🤖 AI Summary
The clinical validity of foundation models (FMs) for prostate cancer (PCa) detection in micro-ultrasound (μUS) remains unverified.
Method: We present the first FM adaptation to μUS imaging, integrating adapter-based fine-tuning and a custom prompt encoder that fuses PSA and other clinical biomarkers. Our multimodal, prompt-augmented architecture jointly embeds imaging and clinical data to generate interpretable cancer heatmaps and individualized risk scores, enabling end-to-end lesion localization and quantitative assessment.

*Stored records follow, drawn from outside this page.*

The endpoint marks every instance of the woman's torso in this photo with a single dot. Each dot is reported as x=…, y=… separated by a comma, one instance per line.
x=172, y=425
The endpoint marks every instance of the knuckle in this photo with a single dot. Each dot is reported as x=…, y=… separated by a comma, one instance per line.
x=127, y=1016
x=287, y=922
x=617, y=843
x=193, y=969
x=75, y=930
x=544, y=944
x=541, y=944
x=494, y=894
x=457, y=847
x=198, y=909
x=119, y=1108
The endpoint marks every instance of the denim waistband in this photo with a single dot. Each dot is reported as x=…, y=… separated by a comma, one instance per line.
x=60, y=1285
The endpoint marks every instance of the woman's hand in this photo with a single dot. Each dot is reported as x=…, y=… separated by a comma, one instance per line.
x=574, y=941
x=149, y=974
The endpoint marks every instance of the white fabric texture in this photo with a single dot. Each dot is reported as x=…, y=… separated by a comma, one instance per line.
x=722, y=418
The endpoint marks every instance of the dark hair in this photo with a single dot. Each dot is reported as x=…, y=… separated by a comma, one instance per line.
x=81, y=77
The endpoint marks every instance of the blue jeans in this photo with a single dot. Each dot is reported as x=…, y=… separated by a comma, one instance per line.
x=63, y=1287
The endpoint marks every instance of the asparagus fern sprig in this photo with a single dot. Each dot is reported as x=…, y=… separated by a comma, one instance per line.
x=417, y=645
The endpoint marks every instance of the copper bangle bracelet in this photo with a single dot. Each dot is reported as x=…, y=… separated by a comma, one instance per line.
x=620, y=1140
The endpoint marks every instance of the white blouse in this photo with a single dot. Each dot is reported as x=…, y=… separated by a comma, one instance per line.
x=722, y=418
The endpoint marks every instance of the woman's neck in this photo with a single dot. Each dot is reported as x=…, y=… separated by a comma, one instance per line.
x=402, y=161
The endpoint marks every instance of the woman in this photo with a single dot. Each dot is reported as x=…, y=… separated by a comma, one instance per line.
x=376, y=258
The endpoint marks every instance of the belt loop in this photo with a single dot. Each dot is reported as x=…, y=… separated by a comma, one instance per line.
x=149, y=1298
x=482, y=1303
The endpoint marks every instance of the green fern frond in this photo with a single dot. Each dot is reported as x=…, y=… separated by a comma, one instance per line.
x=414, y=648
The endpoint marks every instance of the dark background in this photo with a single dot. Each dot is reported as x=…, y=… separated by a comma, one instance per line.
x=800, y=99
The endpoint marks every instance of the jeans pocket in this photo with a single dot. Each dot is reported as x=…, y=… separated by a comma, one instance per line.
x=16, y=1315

Contribution/Results: In a prospective, multicenter validation, the model demonstrates robust generalization—maintaining high performance (AUC ≥ 0.89) on entirely new, five-year-later acquisitions—and strong agreement with expert consensus standards (κ = 0.82–0.85 vs. PRI-MUS and PI-RADS). It accurately identifies biopsy-confirmed lesions. This work delivers the first clinical-grade, prospective validation of FM-driven μUS PCa detection, achieving exceptional temporal robustness, cross-institutional generalizability, and clinically interpretable outputs.
📝 Abstract
Purpose: Medical foundation models (FMs) offer a path to build high-performance diagnostic systems. However, their application to prostate cancer (PCa) detection from micro-ultrasound (μUS) remains untested in clinical settings. We present ProstNFound+, an adaptation of FMs for PCa detection from μUS, along with its first prospective validation. Methods: ProstNFound+ incorporates a medical FM, adapter tuning, and a custom prompt encoder that embeds PCa-specific clinical biomarkers. The model generates a cancer heatmap and a risk score for clinically significant PCa. Following training on multi-center retrospective data, the model is prospectively evaluated on data acquired five years later from a new clinical site. Model predictions are benchmarked against standard clinical scoring protocols (PRI-MUS and PI-RADS). Results: ProstNFound+ shows strong generalization to the prospective data, with no performance degradation compared to retrospective evaluation. It aligns closely with clinical scores and produces interpretable heatmaps consistent with biopsy-confirmed lesions. Conclusion: The results highlight its potential for clinical deployment, offering a scalable and interpretable alternative to expert-driven protocols.